Ah, the wind, the rain, the sun, the chafing between the thighs. Nothing like being back on a horse in the rough wilderness.
Aye, we've left the pyramid behind us in ruins, the ghosts of Thrullzon and Karavakos to wail on the wind, and the Rod of Ruin in ashes. I drank many a jolly libation to the passing of that foul thing, and when I was done burning it and drinking to its passing I vented my bladder liberally upon its cremated dust.

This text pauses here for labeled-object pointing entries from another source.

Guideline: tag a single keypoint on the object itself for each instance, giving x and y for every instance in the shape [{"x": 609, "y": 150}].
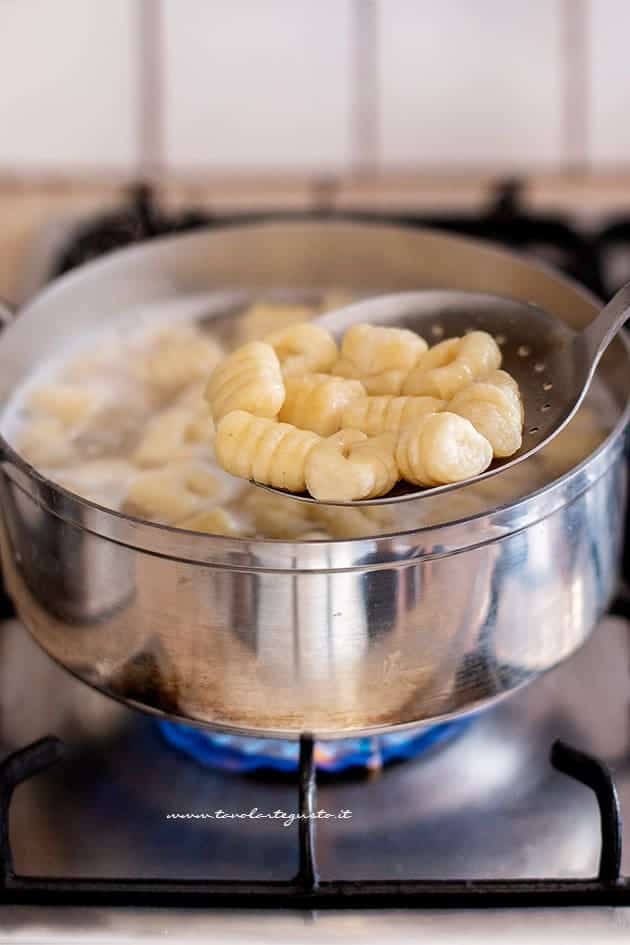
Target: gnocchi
[
  {"x": 374, "y": 415},
  {"x": 446, "y": 448},
  {"x": 263, "y": 318},
  {"x": 180, "y": 355},
  {"x": 317, "y": 402},
  {"x": 451, "y": 364},
  {"x": 171, "y": 493},
  {"x": 161, "y": 434},
  {"x": 350, "y": 465},
  {"x": 249, "y": 379},
  {"x": 213, "y": 521},
  {"x": 264, "y": 450},
  {"x": 495, "y": 411},
  {"x": 70, "y": 404},
  {"x": 380, "y": 357},
  {"x": 303, "y": 349},
  {"x": 175, "y": 433}
]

Consider yourself ruined, Rod of Ruin. * Pfft *
See how I did that, using words to express my physical distaste? Hah! Next I'll be making smiling faces with punctuation. It will usher in the Revolution!
Anyhow, the past is behind us (obviously) and the future lies ahead (even more obviously), so let's get the hell on with it, I say.
We escorted the lovely Viralis back across the wilderness to her own forest, and when we got there she didn't even offer us tea! No wonder Thrullzon had such a bee in his bonnet about her. I presume he walked a lot further with her, and if she didn't even offer us tea, imagine what she wasn't giving him. Still, can you blame her?
But the past is gone, right? No point dwelling on the dead, or semi-dead, or something.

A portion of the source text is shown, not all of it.